Gut Rumbles

February 01, 2005

another cabinet meeting

ME: "Good morning, ladies and gentlemen. Where the hell is eric? I need a god-dam Bloody Mary this morning." (Bloody Mary appears instantly.) "Thank you, Eric.

SEC of DEFENSE: "Boss, what happened to your eye? You look like Fido's ass."

Me: I had a slight disagreement with my white house advisor last night. She kinda kicked me when I wasn't expecting it after I made improper inquiries about the situation in her panties Iraq, or wherever it was I was talking about. Damn, but that woman has long legs."

sec of state: "Boss, have you see THIS?" He tosses a newpaper my way.

ME: "Yeah, I read that bullshit. Who is this asshole, anyway?"

Sec of State: "He's a tin-pot, pissant, corrupt little shitass who receives $2.8 billion in aid from us every year and then uses the money to equip his military, eat high on the hog, and run whores through his bedroom like something at a cattle show. His people are starving."

ME: "And HE is jumping on a stump to tell ME what to do in Africa? That fucking fuck!"

SEC of DEFENSE: "Let's bomb the piss out of him."

ME: "I've got a better idea, but I'll keep that one on the back burner. ERIC!!!"

ERIC: "Another Bloody Mary, or do you want me to kill somebody?"

ME: "Neither one. I want you and Kim to put together a team of the usual suspects and pay this guy a visit. Take one of the BIG airplanes--- not #1, goddamit, cause that one's MINE--- but get a really impressive one. Let him know you're coming about eight hours before you get there. I want to see him jump through his ass."

ERIC: "Do I kill him then?"

KIM: "Can we capture the whores as war booty?"

DAX: "I still say bomb the piss out of the fucker."

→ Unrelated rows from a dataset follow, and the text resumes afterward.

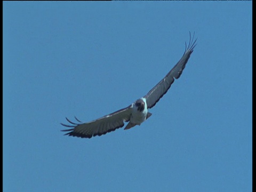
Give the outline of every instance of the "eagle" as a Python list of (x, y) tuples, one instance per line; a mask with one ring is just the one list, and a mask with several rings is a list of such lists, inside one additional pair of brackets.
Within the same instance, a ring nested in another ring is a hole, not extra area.
[(178, 79), (182, 73), (196, 45), (197, 39), (194, 40), (194, 37), (195, 33), (192, 37), (189, 33), (189, 42), (187, 46), (185, 42), (185, 51), (181, 58), (167, 75), (146, 95), (137, 100), (127, 107), (90, 122), (83, 123), (75, 117), (77, 122), (74, 123), (66, 117), (70, 124), (67, 125), (63, 123), (61, 124), (71, 129), (61, 131), (68, 132), (65, 135), (82, 138), (91, 138), (93, 136), (100, 136), (122, 127), (124, 126), (125, 122), (129, 123), (124, 130), (128, 130), (135, 125), (140, 125), (152, 115), (148, 111), (148, 109), (155, 106), (167, 92), (174, 82), (174, 79)]

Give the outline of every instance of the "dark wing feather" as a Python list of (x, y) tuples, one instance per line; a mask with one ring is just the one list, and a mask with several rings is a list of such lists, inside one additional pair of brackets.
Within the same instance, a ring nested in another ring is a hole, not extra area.
[(178, 79), (180, 77), (191, 54), (193, 52), (194, 48), (196, 45), (196, 39), (194, 40), (194, 36), (195, 33), (191, 38), (191, 34), (189, 33), (189, 43), (187, 47), (187, 44), (186, 44), (185, 51), (182, 57), (165, 77), (144, 96), (147, 100), (148, 108), (151, 108), (155, 106), (159, 99), (167, 92), (174, 82), (174, 78)]
[[(68, 131), (69, 132), (65, 135), (69, 136), (85, 138), (91, 138), (92, 136), (100, 136), (123, 127), (124, 125), (124, 121), (125, 122), (130, 121), (131, 112), (132, 108), (130, 105), (126, 108), (86, 123), (75, 123), (66, 117), (67, 121), (72, 125), (65, 125), (62, 123), (61, 124), (68, 127), (73, 127), (73, 129), (61, 131)], [(82, 123), (76, 117), (75, 118), (78, 122)]]

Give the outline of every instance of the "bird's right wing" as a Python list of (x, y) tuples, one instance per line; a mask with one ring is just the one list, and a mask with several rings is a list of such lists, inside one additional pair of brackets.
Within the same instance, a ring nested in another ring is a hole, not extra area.
[(124, 121), (130, 121), (132, 110), (131, 106), (130, 105), (127, 107), (89, 123), (82, 123), (75, 117), (79, 123), (75, 123), (66, 117), (67, 121), (73, 125), (68, 125), (62, 123), (61, 124), (68, 127), (72, 127), (72, 129), (62, 131), (69, 132), (65, 135), (85, 138), (91, 138), (92, 136), (100, 136), (105, 134), (115, 131), (116, 129), (123, 127), (124, 125)]
[(151, 108), (155, 106), (159, 99), (167, 92), (174, 82), (174, 78), (178, 79), (180, 77), (185, 68), (186, 64), (194, 51), (194, 48), (196, 45), (196, 39), (194, 41), (194, 35), (195, 33), (191, 38), (191, 34), (189, 33), (189, 43), (187, 47), (187, 44), (186, 44), (185, 51), (179, 62), (163, 79), (143, 97), (147, 100), (148, 108)]

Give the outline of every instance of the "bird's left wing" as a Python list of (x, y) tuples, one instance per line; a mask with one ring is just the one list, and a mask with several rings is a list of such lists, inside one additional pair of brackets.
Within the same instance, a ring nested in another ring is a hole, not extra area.
[(115, 131), (116, 129), (123, 127), (124, 125), (124, 121), (130, 121), (132, 110), (131, 107), (132, 105), (130, 105), (127, 107), (118, 110), (109, 115), (85, 123), (82, 123), (76, 117), (76, 119), (79, 123), (73, 123), (66, 118), (67, 121), (73, 125), (65, 125), (62, 123), (61, 124), (68, 127), (73, 127), (73, 129), (62, 131), (69, 132), (65, 135), (85, 138), (91, 138), (92, 136), (100, 136), (105, 134)]
[[(195, 34), (194, 34), (195, 35)], [(186, 64), (188, 61), (190, 54), (194, 51), (194, 48), (196, 45), (196, 39), (194, 41), (194, 35), (192, 38), (189, 33), (189, 43), (186, 49), (184, 54), (179, 62), (168, 73), (168, 74), (156, 86), (155, 86), (145, 96), (143, 97), (147, 101), (148, 108), (155, 106), (156, 103), (167, 92), (171, 85), (175, 79), (179, 78), (182, 73), (183, 69), (185, 68)]]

ME: "No, dammit! We're going to use diplomacy here. Find out who his main rival is. Write the sum of $2,800,000,000 on a piece of paper. Show it to the pissant and rip the paper to shreds right in front of his face. Tell him no more dough if he can't lose that urge to speachify. Mention that we can buy his rival for a lot less money and that we don't really give a shit about who runs his sump of a country as long as that ruler does not bring pain to the Presidential ass. See if he will listen to reason."

ERIC: "And if he won't?"

ME: "Kill him like a pig, kidnap as many whores as you can, then get out of there. THAT'S when we bomb the piss out of them."

press secretary: "Mr. President, what about world opinion? You really have no legal right under international law to assassinate a world leader and then bomb the piss out of his country."

ME" "I'll worry about world opinion as soon as I remove this pain in my ass. You guys all straight on the plan? Good! Let's go do it. And KIM... be a little more judicious with the slush fund money this time. No stopovers in Bangkok or Thailand, okay? Just out and back, right?"

A strong leader never hesitates to give harsh orders, expecially when he has a team he can count on.


Great stuff!!

Posted by: Jim -PRS on February 1, 2005 11:13 AM

Thanks for not firing me, but uh, why I am I always in isolation? I'm bustin' in on the next meeting. Tell Wherewithall to have an Irish coffee waiting for me.

Posted by: Key on February 1, 2005 01:52 PM

I thought I was a paragon of discretion in Bangkok. I say let Eric kill the fucker while I round up strays.